Una hipótesis es que esos sectores eligieron a Milei para que los representara en dos objetivos fundamentales: para que no ganara el peronismo y para que disminuyera la inflación a cualquier costo. Hoy, el peronismo está en la oposición y la inflación ronda el 2% mensual.
Es probable que muchos de los que lo votaron sufran las consecuencias de un ajuste tan duro, puedan dudar de la estabilidad emocional del jefe de Estado, les disgusten sus formas antidemocráticas o, desde ahora, sospechen de la honestidad de los hermanos. Pero, por el momento, eligen privilegiar los dos primeros objetivos: mantener al peronismo lejos del poder y controlar la inflación.
¿Hasta cuándo será suficiente para esos sectores el cumplimiento de solo estos dos objetivos? ¿Cuándo empezarán a exigir, además, una mejora real en su calidad de vida?
Pulgares arriba o abajo. Mi tesis es que lo que hoy les alcanza a esos sectores para ignorar cualquier escándalo público mañana no alcanzará si el Gobierno no puede pasar del nivel ajuste al nivel progreso.

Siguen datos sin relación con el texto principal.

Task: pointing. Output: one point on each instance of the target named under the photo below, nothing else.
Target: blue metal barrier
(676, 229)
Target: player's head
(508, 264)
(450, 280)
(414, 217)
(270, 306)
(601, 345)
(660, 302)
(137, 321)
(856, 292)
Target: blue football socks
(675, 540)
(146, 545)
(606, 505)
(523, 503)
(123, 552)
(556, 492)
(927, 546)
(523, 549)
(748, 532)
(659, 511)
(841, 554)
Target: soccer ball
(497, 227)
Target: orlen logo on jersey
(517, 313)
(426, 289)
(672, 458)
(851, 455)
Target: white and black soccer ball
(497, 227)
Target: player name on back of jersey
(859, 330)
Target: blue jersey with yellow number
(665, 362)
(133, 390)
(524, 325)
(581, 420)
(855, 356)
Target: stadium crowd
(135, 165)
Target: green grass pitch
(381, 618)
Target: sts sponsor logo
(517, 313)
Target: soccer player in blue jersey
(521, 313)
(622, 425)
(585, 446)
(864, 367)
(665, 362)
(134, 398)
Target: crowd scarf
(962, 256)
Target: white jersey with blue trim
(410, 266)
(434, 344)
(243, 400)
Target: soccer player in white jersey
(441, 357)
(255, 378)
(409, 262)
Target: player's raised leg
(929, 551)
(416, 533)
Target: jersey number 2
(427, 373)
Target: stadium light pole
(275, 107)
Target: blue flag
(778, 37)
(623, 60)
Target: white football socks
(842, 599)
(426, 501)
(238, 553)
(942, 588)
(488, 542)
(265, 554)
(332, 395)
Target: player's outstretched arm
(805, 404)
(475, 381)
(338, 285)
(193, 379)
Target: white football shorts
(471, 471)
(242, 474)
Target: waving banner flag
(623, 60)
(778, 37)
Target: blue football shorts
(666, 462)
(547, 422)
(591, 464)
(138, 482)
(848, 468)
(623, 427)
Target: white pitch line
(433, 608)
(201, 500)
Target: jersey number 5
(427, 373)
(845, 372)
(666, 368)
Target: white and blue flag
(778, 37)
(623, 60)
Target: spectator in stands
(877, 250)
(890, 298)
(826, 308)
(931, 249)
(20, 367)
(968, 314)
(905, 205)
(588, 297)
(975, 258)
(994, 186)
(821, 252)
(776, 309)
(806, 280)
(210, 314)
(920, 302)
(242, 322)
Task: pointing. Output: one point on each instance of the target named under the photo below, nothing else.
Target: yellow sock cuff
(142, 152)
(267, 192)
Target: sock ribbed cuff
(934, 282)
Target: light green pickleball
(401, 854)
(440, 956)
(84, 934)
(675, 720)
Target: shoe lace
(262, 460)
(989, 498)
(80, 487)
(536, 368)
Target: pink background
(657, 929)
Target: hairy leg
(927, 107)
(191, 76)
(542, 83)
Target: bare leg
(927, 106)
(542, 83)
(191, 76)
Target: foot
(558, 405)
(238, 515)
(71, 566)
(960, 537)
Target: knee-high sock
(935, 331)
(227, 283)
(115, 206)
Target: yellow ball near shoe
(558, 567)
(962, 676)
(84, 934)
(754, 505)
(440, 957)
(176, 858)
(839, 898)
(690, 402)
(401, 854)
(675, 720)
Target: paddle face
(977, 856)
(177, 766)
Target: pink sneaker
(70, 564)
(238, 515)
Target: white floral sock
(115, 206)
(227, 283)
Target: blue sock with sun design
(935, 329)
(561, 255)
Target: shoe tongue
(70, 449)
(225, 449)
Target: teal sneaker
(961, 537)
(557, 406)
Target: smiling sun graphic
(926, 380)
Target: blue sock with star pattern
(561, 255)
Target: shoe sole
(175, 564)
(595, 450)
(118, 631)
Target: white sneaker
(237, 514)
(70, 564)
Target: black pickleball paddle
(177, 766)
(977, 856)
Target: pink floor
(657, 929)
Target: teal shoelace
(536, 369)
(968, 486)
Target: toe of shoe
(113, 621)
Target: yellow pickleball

Si Milei consigue dar ese paso, lo que para una porción de la población seguirá siendo revulsivo, para la mayoría de los votantes oficialistas seguirá siendo tolerable.
Por el contrario, si no lo logra y el país sigue en crisis, podrá haber deflación (como ocurrió por dos años con De la Rúa), pero cualquier mínimo desliz presidencial servirá de excusa para bajarle el pulgar.
Porque son los sectores sociales los que impulsan a los políticos y les transmiten su fortaleza. Los políticos creen que son ellos los que mueven la historia, pero es al revés. Los buenos políticos son los que están preparados y en el lugar adecuado para que, cuando la historia pase frente a ellos, puedan subirse a su estribo.
Las alianzas sociales, circunstancialmente mayoritarias, suelen ser tan arrolladoras que hasta son capaces de elegir al personaje más extravagante para que las espeje.
Por eso lo importante nunca fue Milei. Lo importante son las necesidades y angustias que llevaron a elegir a alguien como él.